Without a thriving stock market, each person seeking to purchase an interest in a company may have to deal directly with that company, requiring the services of an attorney and a banker, among other professionals. At the very least, transaction costs would be significantly higher than in today’s liquid and the accessible stock market.
- Business Funding Might Not Be Easy
Many businesses have only been able to expand because of the funds raised by selling stock to the general public. In fact, many of the country’s largest and most important corporations advanced past the startup stage by raising millions during the initial public offering (IPO) stage of their lifecycle.
As a result, when companies need to raise more capital in the future, the public markets provide an easy way for them to do so. In addition, with publicly traded shares, other companies can easily merge with or acquire businesses, providing an exit strategy if the company is no longer viable on its own.
- Business Growth Would Be Tougher
Following the initial sale of a company’s original shares by its owners, the stock is freely traded on public exchanges. Shareholders then transition from being investors—possibly involved in the company’s initial public offering (IPO)—to speculators betting that the shares will rise in value.
Buying and selling shares on the market after the initial sale does not provide any funds to the underlying corporation.
Of course, the more valuable the shares, the more valuable the company is, and vice versa. As a result, the higher the value of a company’s stock, the easier it is to raise more capital.
- Stock market drawbacks
The most serious disadvantage of the stock market is that it increases income inequality. Individuals who own stocks typically see their net worth increase when the major indexes rise. Those not invested in the stock market are out of luck in this case.

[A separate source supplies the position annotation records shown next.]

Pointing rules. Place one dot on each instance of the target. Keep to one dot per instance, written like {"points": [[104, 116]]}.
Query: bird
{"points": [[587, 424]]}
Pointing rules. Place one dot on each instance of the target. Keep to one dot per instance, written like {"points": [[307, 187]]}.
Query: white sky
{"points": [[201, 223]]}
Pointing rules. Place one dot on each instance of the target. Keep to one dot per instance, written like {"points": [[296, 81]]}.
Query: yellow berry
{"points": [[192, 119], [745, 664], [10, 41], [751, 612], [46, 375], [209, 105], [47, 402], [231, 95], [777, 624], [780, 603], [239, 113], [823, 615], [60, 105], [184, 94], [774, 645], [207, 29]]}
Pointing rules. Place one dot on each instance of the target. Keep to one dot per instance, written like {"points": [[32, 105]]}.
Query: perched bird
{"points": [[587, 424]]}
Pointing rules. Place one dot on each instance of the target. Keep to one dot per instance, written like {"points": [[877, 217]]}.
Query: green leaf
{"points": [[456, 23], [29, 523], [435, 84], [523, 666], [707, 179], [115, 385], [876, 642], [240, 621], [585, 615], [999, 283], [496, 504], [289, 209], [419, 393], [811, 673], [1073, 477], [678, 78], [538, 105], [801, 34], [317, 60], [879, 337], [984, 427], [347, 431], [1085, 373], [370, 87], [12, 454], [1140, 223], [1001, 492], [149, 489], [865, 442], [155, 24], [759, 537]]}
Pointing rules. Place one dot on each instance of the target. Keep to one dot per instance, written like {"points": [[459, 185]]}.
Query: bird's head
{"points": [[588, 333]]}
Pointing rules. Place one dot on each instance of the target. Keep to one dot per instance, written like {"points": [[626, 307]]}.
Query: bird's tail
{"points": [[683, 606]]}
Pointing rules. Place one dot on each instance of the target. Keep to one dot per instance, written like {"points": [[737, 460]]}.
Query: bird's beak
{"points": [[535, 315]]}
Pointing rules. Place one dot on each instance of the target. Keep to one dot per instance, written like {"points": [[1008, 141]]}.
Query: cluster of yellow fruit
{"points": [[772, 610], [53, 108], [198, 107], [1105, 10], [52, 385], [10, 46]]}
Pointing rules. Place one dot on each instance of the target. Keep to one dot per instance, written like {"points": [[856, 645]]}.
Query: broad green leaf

Investing, of course, can work both ways. For example, consider how much money was lost in a stock market crash—people who were not shareholders in any company were immune to the risk.
As a result, investors’ worth increases, especially since the stock market has historically grown over time. As a result, the divide between the haves and the have-nots widens.
A country without a stock exchange may see more equal income distribution between the upper and middle classes. However, the overall economy may not be as strong, and many of our major corporations may cease to exist, at least in their current form.